By the time it was interval, both of us were was sniffing and trying our level best to hide our tears and behave normally.
"How's the movie?" he asked
"See, didn't I tell you so?"
"Yes, you did," I agreed.
"How's she in the movie? She acted well, right?"
I had to reluctantly accept the fact. Then he proceeded to explain the scenes that he liked the most, the dresses in which his 'Darling' looked awesome etc. etc.
After some moments, seeing the expression on my face, he burst out laughing.
"Why are you laughing like that?" I asked.
"If you see your face in the mirror now," he chuckled,"even you will laugh."
"What's wrong with my face?" I asked innocently, "Is there something stuck to my nose?"
"No, my stupid little brat, " he cooed, lowering his tone, "There is no need to be jealous of that heroine. She is after all a crush, but, you..."
"But I?" I asked excitedly.
Before he could reply, his mobile rang and the conversation ended abruptly.
I suddenly became aware of someone staring at me. I turned to my left to see the two aunties appraising us. They must be thinking that we were also love-birds like the others in the cinema hall. It was so embarrassing. As soon as his call ended, I told him about this.
"Shall I sit in the next row?" he offered.
Before I could answer, he continued, "If I go, everyone will think we have had a fight." There was a twinkle in his eye.
"Or worse," I added giggling, "they may feel that you misbehaved with me. That is why, I drove you away!" We both burst into laughter. All the awkwardness melted away. We sat together with ease through the rest of the movie.
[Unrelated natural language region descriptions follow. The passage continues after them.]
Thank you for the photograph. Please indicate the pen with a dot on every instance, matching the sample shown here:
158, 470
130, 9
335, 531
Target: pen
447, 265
It was a lot more fun to watch the movie while he commented on the scenes. Before we knew it, the curtains fell. We reluctantly left the cinema hall.
It was time for our office; hence we parted ways at the gate of the cinema theatre. He walked towards the bus stop to take a bus while I waited for an auto.
I turned back to see him leave. His left hand rotating the umbrella and the other hand running a hand through his hair. Wish I could see his face for another time before I left! As if he had heard me, he turned around to meet my gaze. I could see the longing in face. I could read his eyes; they said he too wanted to spend some more time with me.
Meanwhile an auto stopped and involuntarily I got into it. He frowned and looked so helpless.
"Bhaiyya," I told the auto driver, "Paradise hotel, but we have to pick up that person first."
As my beloved got into the auto, I felt like giving him a tight bear-hug, instead I held his hands in mine.
"Thanks, dear!" he said.
"I took a day's leave just to spend time with you. I wondering how I would spend the rest of the day without you." I did not even know that he took an off from office. So sweet of him!
"Work will always be there," I said, "But moments like this will never return. We will have our lunch together and then go to the Book Fair held at Basheer Bagh. What say?"
"This will be one of the best days of mine."
I was too overjoyed to talk. All I could do was to nod enthusiastically.